Schritte näherten sich von hinten, dann bellte eine männliche Stimme: »Noch nicht! Die Haube wieder aufsetzen!«
Vicky fuhr herum. Erst jetzt bemerkte sie die Frau, die hinter ihr stand und immer noch die Lederhaube in den Händen hielt. Sie war völlig nackt und hatte auffallend blasse, fast weiße Haut. Von einem stählernen Halsband hing eine Kette locker bis zu ihrem kahl geschorenen Schritt hinab, wo sie mit einem Karabinerhaken in einen Ring eingeklinkt war, der eine der äußeren Schamlippen durchbohrte. Die Frau mochte an die dreißig Jahre alt sein und hatte kurze braune Haare.
Ein Mann trat zu ihnen, möglicherweise der Beifahrer des Transporters.
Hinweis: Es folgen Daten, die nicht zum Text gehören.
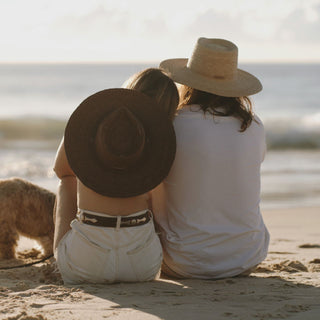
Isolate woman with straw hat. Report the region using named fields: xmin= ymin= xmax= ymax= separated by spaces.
xmin=152 ymin=38 xmax=269 ymax=279
xmin=54 ymin=79 xmax=177 ymax=283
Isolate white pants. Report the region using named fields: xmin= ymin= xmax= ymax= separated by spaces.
xmin=55 ymin=212 xmax=162 ymax=284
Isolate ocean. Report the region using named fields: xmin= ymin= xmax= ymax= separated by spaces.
xmin=0 ymin=64 xmax=320 ymax=209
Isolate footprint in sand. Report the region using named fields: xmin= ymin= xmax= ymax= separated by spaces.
xmin=272 ymin=260 xmax=308 ymax=273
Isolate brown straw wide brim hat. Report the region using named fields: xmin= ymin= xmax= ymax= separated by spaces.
xmin=160 ymin=38 xmax=262 ymax=97
xmin=64 ymin=89 xmax=176 ymax=198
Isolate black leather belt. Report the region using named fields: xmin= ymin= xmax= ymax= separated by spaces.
xmin=78 ymin=210 xmax=152 ymax=228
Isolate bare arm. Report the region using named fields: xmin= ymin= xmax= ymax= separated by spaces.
xmin=53 ymin=140 xmax=77 ymax=250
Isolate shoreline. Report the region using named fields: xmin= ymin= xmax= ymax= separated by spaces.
xmin=0 ymin=207 xmax=320 ymax=320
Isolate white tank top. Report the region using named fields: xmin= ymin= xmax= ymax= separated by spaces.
xmin=152 ymin=105 xmax=269 ymax=279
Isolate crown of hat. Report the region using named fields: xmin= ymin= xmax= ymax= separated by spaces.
xmin=95 ymin=107 xmax=145 ymax=169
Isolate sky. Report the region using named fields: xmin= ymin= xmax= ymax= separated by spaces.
xmin=0 ymin=0 xmax=320 ymax=63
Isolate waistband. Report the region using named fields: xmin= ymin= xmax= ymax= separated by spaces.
xmin=77 ymin=209 xmax=152 ymax=229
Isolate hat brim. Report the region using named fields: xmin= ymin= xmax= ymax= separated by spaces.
xmin=160 ymin=59 xmax=262 ymax=97
xmin=64 ymin=89 xmax=176 ymax=198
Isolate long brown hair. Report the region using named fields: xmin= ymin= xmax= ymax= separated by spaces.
xmin=179 ymin=86 xmax=254 ymax=132
xmin=125 ymin=68 xmax=179 ymax=120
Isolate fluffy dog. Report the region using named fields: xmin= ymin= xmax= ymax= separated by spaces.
xmin=0 ymin=178 xmax=55 ymax=259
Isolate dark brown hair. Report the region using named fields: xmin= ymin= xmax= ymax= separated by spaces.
xmin=179 ymin=86 xmax=254 ymax=132
xmin=125 ymin=68 xmax=179 ymax=120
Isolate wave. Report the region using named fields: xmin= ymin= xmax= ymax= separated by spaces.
xmin=0 ymin=113 xmax=320 ymax=150
xmin=265 ymin=113 xmax=320 ymax=150
xmin=0 ymin=117 xmax=66 ymax=142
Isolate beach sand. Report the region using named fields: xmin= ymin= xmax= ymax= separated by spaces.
xmin=0 ymin=208 xmax=320 ymax=320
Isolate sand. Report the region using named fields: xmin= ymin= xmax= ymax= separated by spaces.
xmin=0 ymin=208 xmax=320 ymax=320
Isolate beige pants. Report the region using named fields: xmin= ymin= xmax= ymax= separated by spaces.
xmin=55 ymin=212 xmax=162 ymax=284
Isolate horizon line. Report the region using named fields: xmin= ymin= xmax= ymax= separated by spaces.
xmin=0 ymin=59 xmax=320 ymax=65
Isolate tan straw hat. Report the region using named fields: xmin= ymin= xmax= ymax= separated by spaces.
xmin=64 ymin=89 xmax=176 ymax=198
xmin=160 ymin=38 xmax=262 ymax=97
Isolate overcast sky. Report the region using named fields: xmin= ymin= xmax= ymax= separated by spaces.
xmin=0 ymin=0 xmax=320 ymax=62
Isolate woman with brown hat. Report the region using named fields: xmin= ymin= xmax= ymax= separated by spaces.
xmin=54 ymin=71 xmax=178 ymax=283
xmin=152 ymin=38 xmax=269 ymax=279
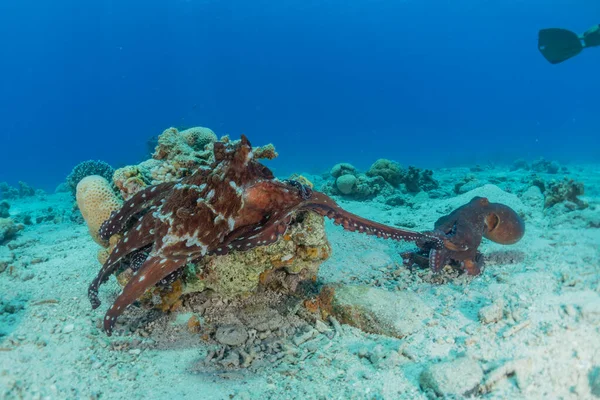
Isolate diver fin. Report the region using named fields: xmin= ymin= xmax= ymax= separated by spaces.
xmin=538 ymin=28 xmax=583 ymax=64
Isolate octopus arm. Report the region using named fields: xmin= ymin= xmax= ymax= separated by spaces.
xmin=99 ymin=182 xmax=175 ymax=240
xmin=429 ymin=248 xmax=448 ymax=272
xmin=302 ymin=192 xmax=439 ymax=242
xmin=225 ymin=213 xmax=291 ymax=251
xmin=88 ymin=214 xmax=154 ymax=309
xmin=104 ymin=254 xmax=187 ymax=336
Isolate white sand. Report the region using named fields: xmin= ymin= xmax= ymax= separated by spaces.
xmin=0 ymin=167 xmax=600 ymax=399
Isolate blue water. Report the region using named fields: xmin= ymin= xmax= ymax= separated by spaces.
xmin=0 ymin=0 xmax=600 ymax=190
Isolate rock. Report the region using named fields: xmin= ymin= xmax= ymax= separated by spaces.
xmin=320 ymin=286 xmax=433 ymax=338
xmin=521 ymin=186 xmax=544 ymax=209
xmin=419 ymin=357 xmax=483 ymax=397
xmin=330 ymin=163 xmax=356 ymax=178
xmin=588 ymin=366 xmax=600 ymax=397
xmin=215 ymin=325 xmax=248 ymax=346
xmin=458 ymin=179 xmax=488 ymax=194
xmin=479 ymin=300 xmax=504 ymax=324
xmin=581 ymin=302 xmax=600 ymax=324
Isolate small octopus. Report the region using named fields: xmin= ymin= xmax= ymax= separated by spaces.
xmin=88 ymin=136 xmax=438 ymax=336
xmin=402 ymin=197 xmax=525 ymax=275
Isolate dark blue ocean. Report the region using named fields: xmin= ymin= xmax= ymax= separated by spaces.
xmin=0 ymin=0 xmax=600 ymax=190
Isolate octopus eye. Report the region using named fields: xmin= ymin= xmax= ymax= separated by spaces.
xmin=485 ymin=213 xmax=500 ymax=232
xmin=253 ymin=162 xmax=275 ymax=179
xmin=285 ymin=179 xmax=312 ymax=200
xmin=445 ymin=222 xmax=456 ymax=236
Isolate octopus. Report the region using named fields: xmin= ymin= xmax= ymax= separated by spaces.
xmin=402 ymin=197 xmax=525 ymax=275
xmin=94 ymin=136 xmax=440 ymax=336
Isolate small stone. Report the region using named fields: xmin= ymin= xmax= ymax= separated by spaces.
xmin=565 ymin=304 xmax=577 ymax=317
xmin=187 ymin=315 xmax=201 ymax=333
xmin=321 ymin=285 xmax=433 ymax=338
xmin=581 ymin=302 xmax=600 ymax=324
xmin=215 ymin=324 xmax=248 ymax=346
xmin=219 ymin=351 xmax=240 ymax=368
xmin=419 ymin=357 xmax=483 ymax=397
xmin=479 ymin=300 xmax=504 ymax=324
xmin=315 ymin=319 xmax=331 ymax=333
xmin=588 ymin=366 xmax=600 ymax=398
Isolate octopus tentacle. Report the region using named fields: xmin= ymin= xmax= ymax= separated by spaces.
xmin=300 ymin=192 xmax=441 ymax=243
xmin=99 ymin=182 xmax=175 ymax=240
xmin=104 ymin=254 xmax=186 ymax=336
xmin=429 ymin=247 xmax=448 ymax=272
xmin=88 ymin=214 xmax=154 ymax=309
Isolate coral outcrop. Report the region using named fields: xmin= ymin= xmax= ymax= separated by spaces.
xmin=77 ymin=127 xmax=331 ymax=316
xmin=0 ymin=218 xmax=23 ymax=245
xmin=544 ymin=178 xmax=588 ymax=210
xmin=366 ymin=158 xmax=404 ymax=187
xmin=321 ymin=159 xmax=439 ymax=200
xmin=0 ymin=181 xmax=37 ymax=200
xmin=76 ymin=175 xmax=123 ymax=247
xmin=67 ymin=160 xmax=115 ymax=194
xmin=0 ymin=201 xmax=10 ymax=218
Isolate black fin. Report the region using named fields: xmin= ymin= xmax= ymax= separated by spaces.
xmin=538 ymin=28 xmax=583 ymax=64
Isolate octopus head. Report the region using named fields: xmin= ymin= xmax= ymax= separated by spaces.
xmin=473 ymin=197 xmax=525 ymax=244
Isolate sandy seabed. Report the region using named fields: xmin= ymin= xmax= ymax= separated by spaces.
xmin=0 ymin=165 xmax=600 ymax=399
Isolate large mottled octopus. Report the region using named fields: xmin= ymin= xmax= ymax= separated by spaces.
xmin=88 ymin=136 xmax=443 ymax=335
xmin=402 ymin=197 xmax=525 ymax=275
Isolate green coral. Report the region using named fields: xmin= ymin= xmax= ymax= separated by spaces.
xmin=544 ymin=178 xmax=588 ymax=209
xmin=367 ymin=158 xmax=404 ymax=187
xmin=330 ymin=163 xmax=356 ymax=178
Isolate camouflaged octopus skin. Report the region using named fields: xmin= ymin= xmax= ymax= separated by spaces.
xmin=88 ymin=136 xmax=441 ymax=336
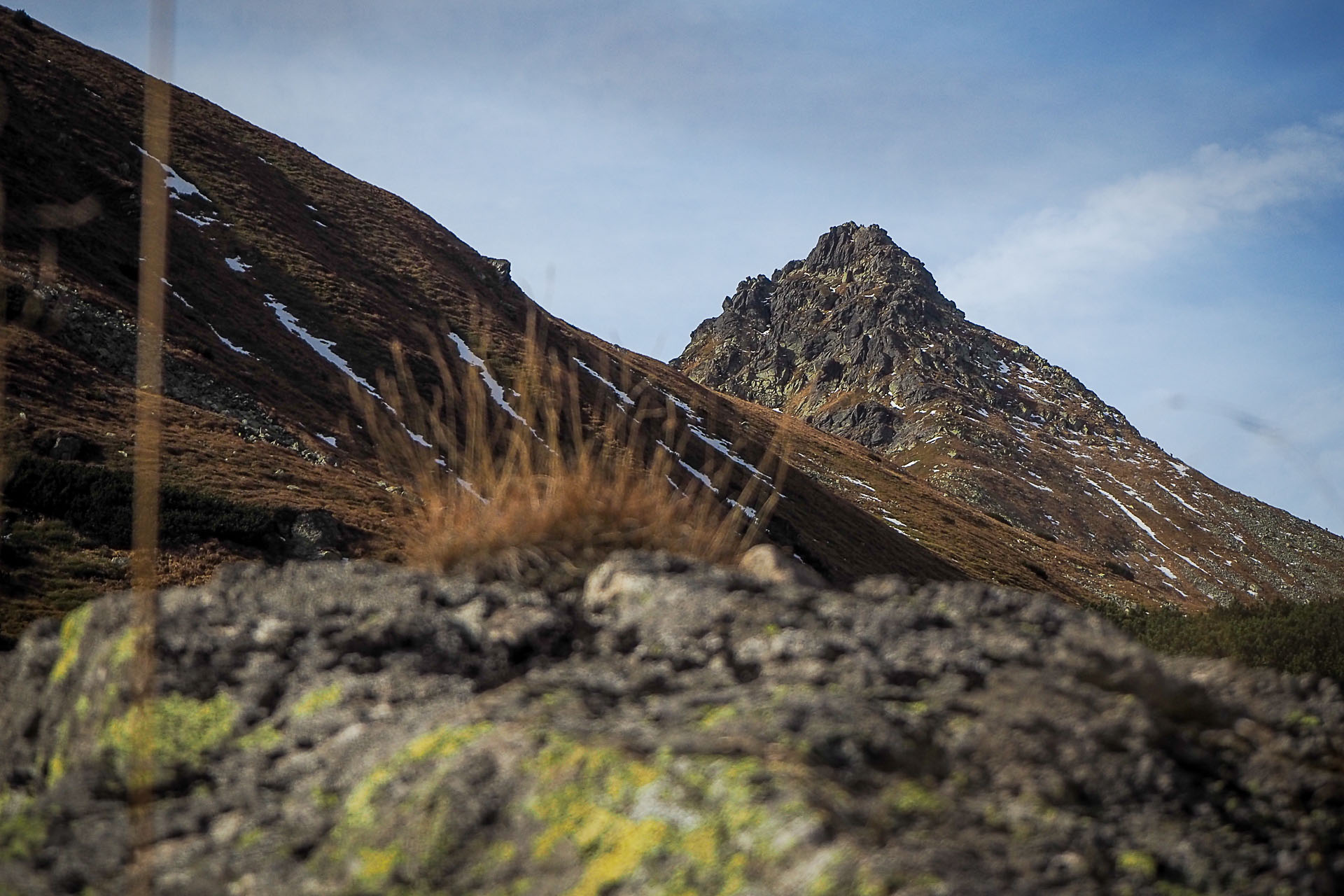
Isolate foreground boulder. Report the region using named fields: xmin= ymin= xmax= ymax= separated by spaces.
xmin=0 ymin=554 xmax=1344 ymax=896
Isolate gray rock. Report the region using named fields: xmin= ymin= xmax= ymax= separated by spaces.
xmin=0 ymin=554 xmax=1344 ymax=895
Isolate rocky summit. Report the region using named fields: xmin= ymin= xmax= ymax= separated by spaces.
xmin=0 ymin=554 xmax=1344 ymax=896
xmin=672 ymin=223 xmax=1344 ymax=606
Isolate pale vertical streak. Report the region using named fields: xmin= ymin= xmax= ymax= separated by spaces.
xmin=129 ymin=0 xmax=174 ymax=896
xmin=0 ymin=80 xmax=9 ymax=535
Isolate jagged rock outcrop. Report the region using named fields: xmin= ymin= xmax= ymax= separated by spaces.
xmin=672 ymin=223 xmax=1344 ymax=605
xmin=0 ymin=555 xmax=1344 ymax=896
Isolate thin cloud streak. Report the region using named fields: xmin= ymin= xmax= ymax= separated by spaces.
xmin=941 ymin=114 xmax=1344 ymax=307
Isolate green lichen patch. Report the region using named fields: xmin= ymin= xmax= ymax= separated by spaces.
xmin=1116 ymin=849 xmax=1157 ymax=880
xmin=98 ymin=692 xmax=239 ymax=779
xmin=882 ymin=780 xmax=948 ymax=816
xmin=51 ymin=603 xmax=92 ymax=682
xmin=312 ymin=722 xmax=493 ymax=893
xmin=289 ymin=681 xmax=345 ymax=719
xmin=527 ymin=738 xmax=816 ymax=896
xmin=238 ymin=722 xmax=285 ymax=752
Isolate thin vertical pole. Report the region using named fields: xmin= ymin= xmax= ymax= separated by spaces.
xmin=127 ymin=0 xmax=174 ymax=896
xmin=0 ymin=80 xmax=9 ymax=536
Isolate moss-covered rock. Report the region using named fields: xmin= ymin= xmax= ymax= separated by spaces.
xmin=0 ymin=555 xmax=1344 ymax=896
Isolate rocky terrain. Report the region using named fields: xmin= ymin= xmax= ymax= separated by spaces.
xmin=672 ymin=223 xmax=1344 ymax=606
xmin=0 ymin=548 xmax=1344 ymax=896
xmin=0 ymin=4 xmax=1231 ymax=634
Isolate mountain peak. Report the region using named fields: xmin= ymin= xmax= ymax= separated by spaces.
xmin=801 ymin=220 xmax=934 ymax=289
xmin=672 ymin=222 xmax=1340 ymax=603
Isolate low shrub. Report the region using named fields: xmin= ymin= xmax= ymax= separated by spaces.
xmin=1107 ymin=599 xmax=1344 ymax=682
xmin=4 ymin=454 xmax=277 ymax=550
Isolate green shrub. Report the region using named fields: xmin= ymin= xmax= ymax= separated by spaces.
xmin=1106 ymin=599 xmax=1344 ymax=682
xmin=4 ymin=456 xmax=279 ymax=548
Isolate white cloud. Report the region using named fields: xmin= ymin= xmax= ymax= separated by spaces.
xmin=939 ymin=114 xmax=1344 ymax=307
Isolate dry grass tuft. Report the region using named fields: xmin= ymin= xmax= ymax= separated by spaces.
xmin=352 ymin=315 xmax=785 ymax=587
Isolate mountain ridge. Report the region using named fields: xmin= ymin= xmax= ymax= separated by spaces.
xmin=671 ymin=222 xmax=1344 ymax=603
xmin=0 ymin=8 xmax=1333 ymax=637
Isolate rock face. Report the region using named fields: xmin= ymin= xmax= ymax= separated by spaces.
xmin=0 ymin=555 xmax=1344 ymax=895
xmin=682 ymin=223 xmax=1344 ymax=603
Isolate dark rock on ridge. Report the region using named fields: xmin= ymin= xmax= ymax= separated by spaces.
xmin=0 ymin=554 xmax=1344 ymax=893
xmin=672 ymin=222 xmax=1344 ymax=606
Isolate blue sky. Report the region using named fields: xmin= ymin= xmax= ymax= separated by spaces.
xmin=25 ymin=0 xmax=1344 ymax=533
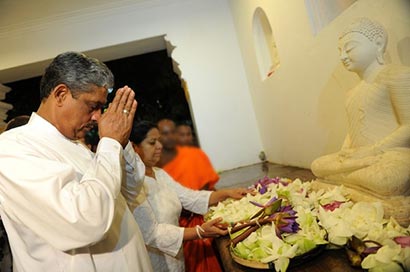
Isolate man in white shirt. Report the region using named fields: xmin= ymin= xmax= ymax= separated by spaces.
xmin=0 ymin=52 xmax=152 ymax=272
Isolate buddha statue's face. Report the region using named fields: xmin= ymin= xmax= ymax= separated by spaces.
xmin=339 ymin=32 xmax=379 ymax=73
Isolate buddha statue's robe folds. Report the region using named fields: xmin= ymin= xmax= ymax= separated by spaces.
xmin=312 ymin=65 xmax=410 ymax=226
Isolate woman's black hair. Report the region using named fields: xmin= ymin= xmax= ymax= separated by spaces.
xmin=130 ymin=121 xmax=158 ymax=145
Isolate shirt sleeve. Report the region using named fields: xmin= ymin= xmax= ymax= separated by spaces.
xmin=0 ymin=138 xmax=123 ymax=251
xmin=160 ymin=170 xmax=212 ymax=214
xmin=133 ymin=187 xmax=184 ymax=257
xmin=121 ymin=142 xmax=145 ymax=211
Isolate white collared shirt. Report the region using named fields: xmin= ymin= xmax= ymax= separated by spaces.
xmin=0 ymin=113 xmax=152 ymax=272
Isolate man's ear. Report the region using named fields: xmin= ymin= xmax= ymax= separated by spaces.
xmin=131 ymin=142 xmax=140 ymax=153
xmin=51 ymin=84 xmax=71 ymax=106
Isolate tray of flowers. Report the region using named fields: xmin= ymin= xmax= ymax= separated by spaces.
xmin=205 ymin=177 xmax=410 ymax=271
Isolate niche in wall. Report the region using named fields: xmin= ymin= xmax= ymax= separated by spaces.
xmin=253 ymin=7 xmax=280 ymax=80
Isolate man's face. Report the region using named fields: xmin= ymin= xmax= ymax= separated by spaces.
xmin=158 ymin=119 xmax=176 ymax=149
xmin=177 ymin=125 xmax=193 ymax=145
xmin=57 ymin=86 xmax=107 ymax=140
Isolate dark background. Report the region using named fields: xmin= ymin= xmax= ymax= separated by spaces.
xmin=3 ymin=50 xmax=192 ymax=123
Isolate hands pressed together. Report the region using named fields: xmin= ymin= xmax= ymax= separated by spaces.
xmin=98 ymin=86 xmax=137 ymax=147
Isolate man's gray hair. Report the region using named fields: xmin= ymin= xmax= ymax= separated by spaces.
xmin=40 ymin=52 xmax=114 ymax=100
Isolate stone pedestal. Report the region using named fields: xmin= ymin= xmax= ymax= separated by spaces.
xmin=312 ymin=179 xmax=410 ymax=227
Zumindest war er identisch gekleidet und trug eine verspiegelte Sonnenbrille, sogar hier unten. Auf seine barschen Worte hin war die nackte Frau zusammengezuckt. Mit zitternden Händen machte sie sich daran, Vicky die Haube wieder aufzusetzen.
»Das wird dir noch leid tun!«, sagte der Mann kalt.
Bevor die Finsternis sich wieder um Vicky schloss, sah sie am rechten Ohrläppchen der Nackten eine blaue Plastikmarke. Darauf war in schwarzen Ziffern eine vierstellige Zahl gedruckt, und neben dieser schimmerte ein goldener Mikrochip, wie bei einer Kreditkarte.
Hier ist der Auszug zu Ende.